We’re often asked, “How do you stop this latest malware threat?” While preventing infections is the ideal answer, no vendor can achieve 100% prevention. The delivery (e.g. email) and infection (e.g. executable) are just the first few steps of CryptoLocker’s multi-stage cyber-attack. Our answer is to block Ransomware’s ability to phone home to botnets.
Infected systems must rendezvous with their botnet controller via one of many domain names generated every day. But if none of the domains can be resolved to the controller’s IP address, then Crypto Locker ransomware stays dormant.
Antivirus and other security vendors’ time-intensive approach must collect and then analyze the binary code of every Crypto Locker variant. In the meantime, customers become victims as the polymorphic malware evades signature-based detection. Umbrella’s ransomware protection uses a predictive, network-level approach, which discovers and blocks unknown domains that co-occur before or after Crypto locker’s known domains via the 50+ billion DNS requests resolved daily by Umbrella. As domain co-occurrences are validated by algorithmic classifications, they are quickly added as new known Crypto Locker domains, and then used in the next iteration.

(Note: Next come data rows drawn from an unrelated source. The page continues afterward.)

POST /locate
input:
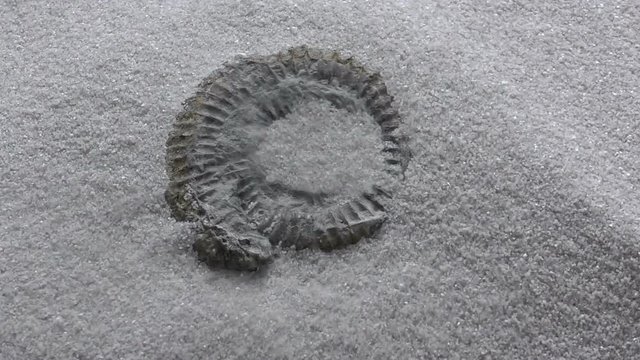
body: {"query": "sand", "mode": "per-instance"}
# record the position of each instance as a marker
(514, 236)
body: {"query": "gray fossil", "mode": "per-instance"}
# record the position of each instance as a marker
(215, 181)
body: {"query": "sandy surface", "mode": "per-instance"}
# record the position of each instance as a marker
(515, 235)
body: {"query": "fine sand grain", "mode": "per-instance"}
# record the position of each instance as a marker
(514, 236)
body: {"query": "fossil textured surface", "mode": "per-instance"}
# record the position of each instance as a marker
(514, 236)
(215, 170)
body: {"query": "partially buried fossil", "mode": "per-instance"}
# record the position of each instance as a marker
(220, 152)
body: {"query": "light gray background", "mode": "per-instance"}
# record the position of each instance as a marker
(515, 235)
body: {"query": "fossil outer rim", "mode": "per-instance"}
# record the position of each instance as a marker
(255, 91)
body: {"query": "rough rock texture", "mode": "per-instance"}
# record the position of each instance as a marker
(213, 170)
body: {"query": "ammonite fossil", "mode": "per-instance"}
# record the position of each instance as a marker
(217, 180)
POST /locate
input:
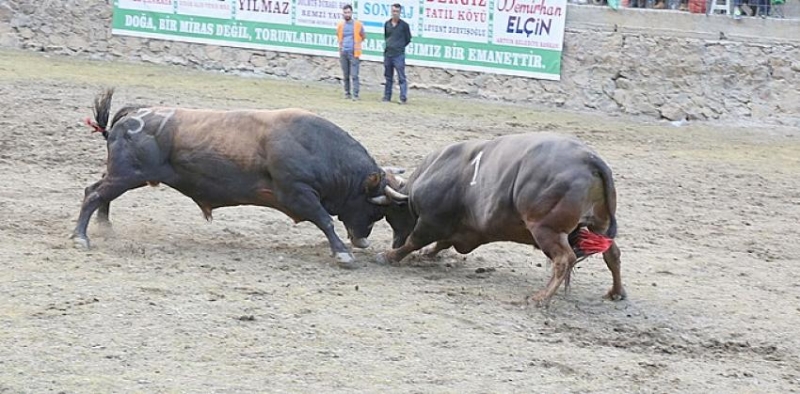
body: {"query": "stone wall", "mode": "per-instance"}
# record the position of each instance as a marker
(661, 64)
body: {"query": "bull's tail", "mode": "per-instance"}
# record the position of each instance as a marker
(584, 242)
(102, 113)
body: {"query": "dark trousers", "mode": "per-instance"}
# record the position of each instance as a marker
(350, 65)
(390, 64)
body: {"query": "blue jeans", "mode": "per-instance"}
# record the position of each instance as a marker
(391, 63)
(349, 65)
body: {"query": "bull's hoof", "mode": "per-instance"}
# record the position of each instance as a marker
(382, 259)
(79, 241)
(346, 260)
(105, 227)
(361, 243)
(540, 298)
(614, 295)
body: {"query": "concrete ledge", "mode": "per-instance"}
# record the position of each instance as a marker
(682, 24)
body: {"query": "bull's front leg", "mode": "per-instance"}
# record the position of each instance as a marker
(304, 204)
(421, 236)
(554, 244)
(433, 252)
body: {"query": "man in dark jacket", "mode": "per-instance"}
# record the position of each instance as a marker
(398, 36)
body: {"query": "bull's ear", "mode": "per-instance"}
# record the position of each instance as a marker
(373, 181)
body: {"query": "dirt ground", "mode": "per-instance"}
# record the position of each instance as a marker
(250, 302)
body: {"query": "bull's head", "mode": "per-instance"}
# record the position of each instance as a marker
(397, 209)
(362, 213)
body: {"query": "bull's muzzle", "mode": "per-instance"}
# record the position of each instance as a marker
(389, 195)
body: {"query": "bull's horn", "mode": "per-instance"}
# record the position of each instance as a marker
(394, 170)
(394, 194)
(380, 200)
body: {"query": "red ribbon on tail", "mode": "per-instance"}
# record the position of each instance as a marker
(591, 243)
(94, 125)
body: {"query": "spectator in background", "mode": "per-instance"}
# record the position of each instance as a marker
(398, 36)
(351, 34)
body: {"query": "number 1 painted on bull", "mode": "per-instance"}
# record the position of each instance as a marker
(477, 162)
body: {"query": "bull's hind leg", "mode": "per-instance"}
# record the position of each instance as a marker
(611, 256)
(99, 195)
(554, 244)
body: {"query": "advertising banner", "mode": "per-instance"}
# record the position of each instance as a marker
(512, 37)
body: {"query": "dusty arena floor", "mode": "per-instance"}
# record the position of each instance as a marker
(250, 302)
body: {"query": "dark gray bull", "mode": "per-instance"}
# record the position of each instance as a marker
(290, 160)
(542, 189)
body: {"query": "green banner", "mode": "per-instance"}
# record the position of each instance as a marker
(514, 38)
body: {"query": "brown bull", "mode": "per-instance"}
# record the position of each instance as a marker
(290, 160)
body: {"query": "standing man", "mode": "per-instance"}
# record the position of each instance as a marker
(350, 33)
(398, 36)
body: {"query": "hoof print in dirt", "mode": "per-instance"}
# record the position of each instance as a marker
(346, 261)
(79, 242)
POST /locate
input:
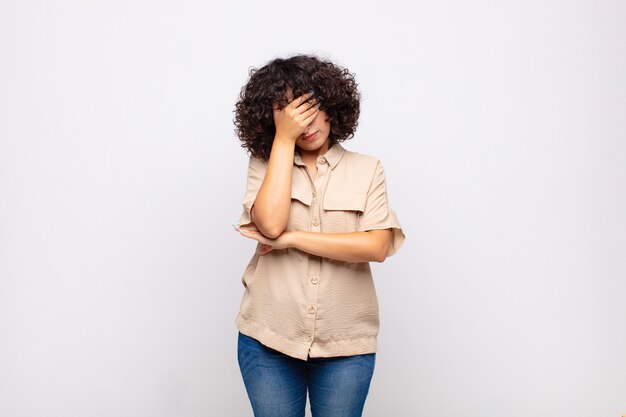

As a result, Umbrella blocks our customers’ infected systems attempts to phone home; containing the ensuing damage well before antivirus solutions.
Researchers have reverse engineered the DGA. Umbrella contributes to, and participates in, leading security research communities. As a result, we obtained the algorithm and have blacklisted every Crypto Locker domain name candidate through 2014 to proactively protect our customers.